Associations between healthy lifestyle behaviors and academic performance in U.S. undergraduates: A secondary Analysis of the American College Health Association's National College Health Assessment II
A cross-sectional observational study investigating forty U.S. colleges and universities on the associations between academic performance with moderate-vigorous physical activity, strength training, fruit and vegetable intake, and sleep. The 16,095 undergraduate students (18-24 years; 70.3% female) that took part in the study self-reported lifestyle variables from the NCHA-II questions, which were then deemed to have either met or not met public health recommendations. The following public health recommendations were met in order of incidence: moderate - vigorous physical activity (41.9%); strength training (32.4%); sleep (23.6%); and fruit and vegetable intake (4.6%). Grade average (ranging from 1-4 points) was higher in students meeting moderate-vigorous physical activity (by 0.03 points), fruit and vegetable consumption (by 0.15 points), and sleep recommendations (by 0.06 points). With the exception of strength training recommendations, which did not significantly affect grade average, it can be concluded that college students who adhere to public health recommendations for lifestyle behaviors have modestly greater grade averages in the U.S.
This 2019 thematic review aimed to provide an overview of the current knowledge of the connection between the lifestyle factors diet, physical activity and sleep hygiene with cognition and learning in children. There are cells or animal research available which suggest a number of possible physiological pathways, however, there was a significant gap in knowledge on lifestyle factors and optimal learning in children.
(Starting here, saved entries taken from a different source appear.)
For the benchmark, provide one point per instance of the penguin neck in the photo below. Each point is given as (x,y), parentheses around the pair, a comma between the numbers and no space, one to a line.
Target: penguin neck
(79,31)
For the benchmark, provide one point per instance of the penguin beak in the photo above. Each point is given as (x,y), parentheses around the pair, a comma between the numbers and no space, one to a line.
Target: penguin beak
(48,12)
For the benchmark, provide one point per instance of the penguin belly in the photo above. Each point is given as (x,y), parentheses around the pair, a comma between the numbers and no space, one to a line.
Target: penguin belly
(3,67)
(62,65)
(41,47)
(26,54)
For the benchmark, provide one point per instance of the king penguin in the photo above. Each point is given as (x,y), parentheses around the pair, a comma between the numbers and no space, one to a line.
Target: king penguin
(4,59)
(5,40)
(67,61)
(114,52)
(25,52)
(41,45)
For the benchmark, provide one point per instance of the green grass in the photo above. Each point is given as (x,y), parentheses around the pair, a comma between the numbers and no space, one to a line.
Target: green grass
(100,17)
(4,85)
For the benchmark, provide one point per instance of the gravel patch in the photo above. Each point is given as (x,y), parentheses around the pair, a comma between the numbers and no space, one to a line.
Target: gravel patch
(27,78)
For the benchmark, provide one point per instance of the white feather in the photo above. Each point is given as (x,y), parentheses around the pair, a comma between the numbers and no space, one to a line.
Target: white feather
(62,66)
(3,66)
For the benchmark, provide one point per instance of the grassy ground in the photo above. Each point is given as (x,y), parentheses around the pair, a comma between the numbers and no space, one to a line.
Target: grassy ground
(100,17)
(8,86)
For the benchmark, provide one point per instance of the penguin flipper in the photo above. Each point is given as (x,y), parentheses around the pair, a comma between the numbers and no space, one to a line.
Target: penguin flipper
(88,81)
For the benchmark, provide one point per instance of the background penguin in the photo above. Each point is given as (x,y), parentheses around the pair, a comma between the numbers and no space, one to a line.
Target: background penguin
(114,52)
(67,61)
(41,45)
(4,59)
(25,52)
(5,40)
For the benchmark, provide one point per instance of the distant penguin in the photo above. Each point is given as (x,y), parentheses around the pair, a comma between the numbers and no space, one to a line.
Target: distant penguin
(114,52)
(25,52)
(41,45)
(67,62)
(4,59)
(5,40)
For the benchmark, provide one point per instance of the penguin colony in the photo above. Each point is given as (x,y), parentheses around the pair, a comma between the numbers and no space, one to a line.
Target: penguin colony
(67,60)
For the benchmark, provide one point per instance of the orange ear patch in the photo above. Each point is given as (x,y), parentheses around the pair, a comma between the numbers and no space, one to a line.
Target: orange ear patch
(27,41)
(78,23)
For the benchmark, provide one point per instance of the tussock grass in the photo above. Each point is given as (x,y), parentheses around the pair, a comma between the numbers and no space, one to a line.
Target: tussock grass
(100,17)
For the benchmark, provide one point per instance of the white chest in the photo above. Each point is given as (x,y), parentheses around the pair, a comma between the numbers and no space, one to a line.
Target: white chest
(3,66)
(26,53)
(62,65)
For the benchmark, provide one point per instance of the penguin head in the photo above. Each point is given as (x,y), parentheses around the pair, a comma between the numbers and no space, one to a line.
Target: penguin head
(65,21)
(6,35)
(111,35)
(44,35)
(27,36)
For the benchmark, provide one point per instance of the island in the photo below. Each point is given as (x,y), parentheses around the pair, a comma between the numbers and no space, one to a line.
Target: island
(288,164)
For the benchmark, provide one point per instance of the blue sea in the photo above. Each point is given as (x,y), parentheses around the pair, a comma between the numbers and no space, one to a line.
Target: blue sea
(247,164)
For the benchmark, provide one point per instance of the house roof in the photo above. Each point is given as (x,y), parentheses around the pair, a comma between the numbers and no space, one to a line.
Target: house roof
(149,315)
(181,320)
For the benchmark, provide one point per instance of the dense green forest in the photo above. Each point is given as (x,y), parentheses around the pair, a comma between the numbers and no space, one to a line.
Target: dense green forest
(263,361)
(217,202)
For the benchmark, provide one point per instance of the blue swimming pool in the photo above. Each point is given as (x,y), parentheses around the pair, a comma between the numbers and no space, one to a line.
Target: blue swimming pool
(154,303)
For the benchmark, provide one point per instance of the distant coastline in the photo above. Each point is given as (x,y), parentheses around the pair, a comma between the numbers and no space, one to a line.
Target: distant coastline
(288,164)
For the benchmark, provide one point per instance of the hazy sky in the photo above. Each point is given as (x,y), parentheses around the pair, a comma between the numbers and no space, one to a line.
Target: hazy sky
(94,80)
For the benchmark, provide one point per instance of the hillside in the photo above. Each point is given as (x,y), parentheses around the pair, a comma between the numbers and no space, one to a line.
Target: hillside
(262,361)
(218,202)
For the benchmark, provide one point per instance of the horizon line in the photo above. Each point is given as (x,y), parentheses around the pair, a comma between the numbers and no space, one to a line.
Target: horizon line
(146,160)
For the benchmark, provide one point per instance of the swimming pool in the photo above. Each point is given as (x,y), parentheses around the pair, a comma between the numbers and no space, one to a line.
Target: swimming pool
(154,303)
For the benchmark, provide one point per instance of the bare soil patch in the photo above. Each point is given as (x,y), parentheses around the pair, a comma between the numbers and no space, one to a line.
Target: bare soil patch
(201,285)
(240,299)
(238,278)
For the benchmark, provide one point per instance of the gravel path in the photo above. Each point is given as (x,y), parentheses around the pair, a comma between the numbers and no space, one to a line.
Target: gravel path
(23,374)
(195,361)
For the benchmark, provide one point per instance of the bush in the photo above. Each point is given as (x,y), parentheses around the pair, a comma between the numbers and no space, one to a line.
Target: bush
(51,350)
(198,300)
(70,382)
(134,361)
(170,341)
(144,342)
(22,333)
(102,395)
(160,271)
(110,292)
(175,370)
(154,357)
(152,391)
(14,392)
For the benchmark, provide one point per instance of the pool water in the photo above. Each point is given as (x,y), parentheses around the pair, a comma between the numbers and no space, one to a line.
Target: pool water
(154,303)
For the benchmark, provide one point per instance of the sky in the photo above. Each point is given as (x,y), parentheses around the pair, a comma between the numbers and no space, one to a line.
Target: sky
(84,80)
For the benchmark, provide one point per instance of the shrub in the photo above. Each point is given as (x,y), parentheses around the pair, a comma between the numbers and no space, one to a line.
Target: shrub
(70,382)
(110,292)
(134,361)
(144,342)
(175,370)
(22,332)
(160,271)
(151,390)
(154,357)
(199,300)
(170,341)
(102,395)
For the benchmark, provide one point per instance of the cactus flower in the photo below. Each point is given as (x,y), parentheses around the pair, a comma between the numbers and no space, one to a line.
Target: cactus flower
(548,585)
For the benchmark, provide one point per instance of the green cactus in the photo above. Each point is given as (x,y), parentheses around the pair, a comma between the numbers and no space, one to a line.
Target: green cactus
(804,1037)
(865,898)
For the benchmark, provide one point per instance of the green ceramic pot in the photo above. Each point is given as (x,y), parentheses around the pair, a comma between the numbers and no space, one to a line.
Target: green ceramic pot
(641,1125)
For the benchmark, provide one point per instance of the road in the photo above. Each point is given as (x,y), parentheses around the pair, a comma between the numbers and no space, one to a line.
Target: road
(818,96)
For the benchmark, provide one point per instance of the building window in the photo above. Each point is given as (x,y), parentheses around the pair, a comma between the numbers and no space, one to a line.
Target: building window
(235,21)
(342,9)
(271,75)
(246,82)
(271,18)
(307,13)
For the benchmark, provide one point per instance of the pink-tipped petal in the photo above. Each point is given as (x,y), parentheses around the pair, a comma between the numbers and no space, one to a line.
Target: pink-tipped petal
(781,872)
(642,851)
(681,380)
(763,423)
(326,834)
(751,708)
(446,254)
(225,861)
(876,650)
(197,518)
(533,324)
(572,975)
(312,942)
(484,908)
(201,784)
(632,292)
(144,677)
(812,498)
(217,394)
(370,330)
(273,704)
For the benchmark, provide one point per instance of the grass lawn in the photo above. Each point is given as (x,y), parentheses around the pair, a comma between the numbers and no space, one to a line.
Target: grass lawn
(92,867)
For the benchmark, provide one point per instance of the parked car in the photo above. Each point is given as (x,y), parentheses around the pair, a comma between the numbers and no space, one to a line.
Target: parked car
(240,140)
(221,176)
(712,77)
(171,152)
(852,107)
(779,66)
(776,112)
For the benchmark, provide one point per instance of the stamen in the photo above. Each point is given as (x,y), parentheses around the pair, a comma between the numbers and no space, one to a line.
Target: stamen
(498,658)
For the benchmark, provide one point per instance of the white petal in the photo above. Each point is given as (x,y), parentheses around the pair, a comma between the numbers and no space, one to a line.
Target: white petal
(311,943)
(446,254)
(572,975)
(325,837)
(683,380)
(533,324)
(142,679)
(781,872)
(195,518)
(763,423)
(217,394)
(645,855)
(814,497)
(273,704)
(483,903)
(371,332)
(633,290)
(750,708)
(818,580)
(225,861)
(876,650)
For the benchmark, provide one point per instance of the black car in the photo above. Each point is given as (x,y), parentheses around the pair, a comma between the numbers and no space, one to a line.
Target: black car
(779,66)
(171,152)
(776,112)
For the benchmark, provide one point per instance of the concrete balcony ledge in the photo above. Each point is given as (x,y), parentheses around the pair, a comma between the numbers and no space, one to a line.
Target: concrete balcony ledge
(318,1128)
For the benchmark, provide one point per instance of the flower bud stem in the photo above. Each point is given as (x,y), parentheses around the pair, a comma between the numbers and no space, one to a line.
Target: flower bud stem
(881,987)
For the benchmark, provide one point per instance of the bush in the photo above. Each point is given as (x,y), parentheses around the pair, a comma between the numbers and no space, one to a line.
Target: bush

Jirout et. al (2019) highlight that current knowledge on predictors of optimal cognition and learning is incomplete, and likely lacks understanding of many critical facts and relationships, their interactions, and the nature of their relationships, such as there being mediating or confounding factors that could provide important knowledge to increase the efficacy of learning-focused interventions. While there is focus on childcare and school feeding policies, this review aims to call attention to how child development could be supported using a more holistic approach.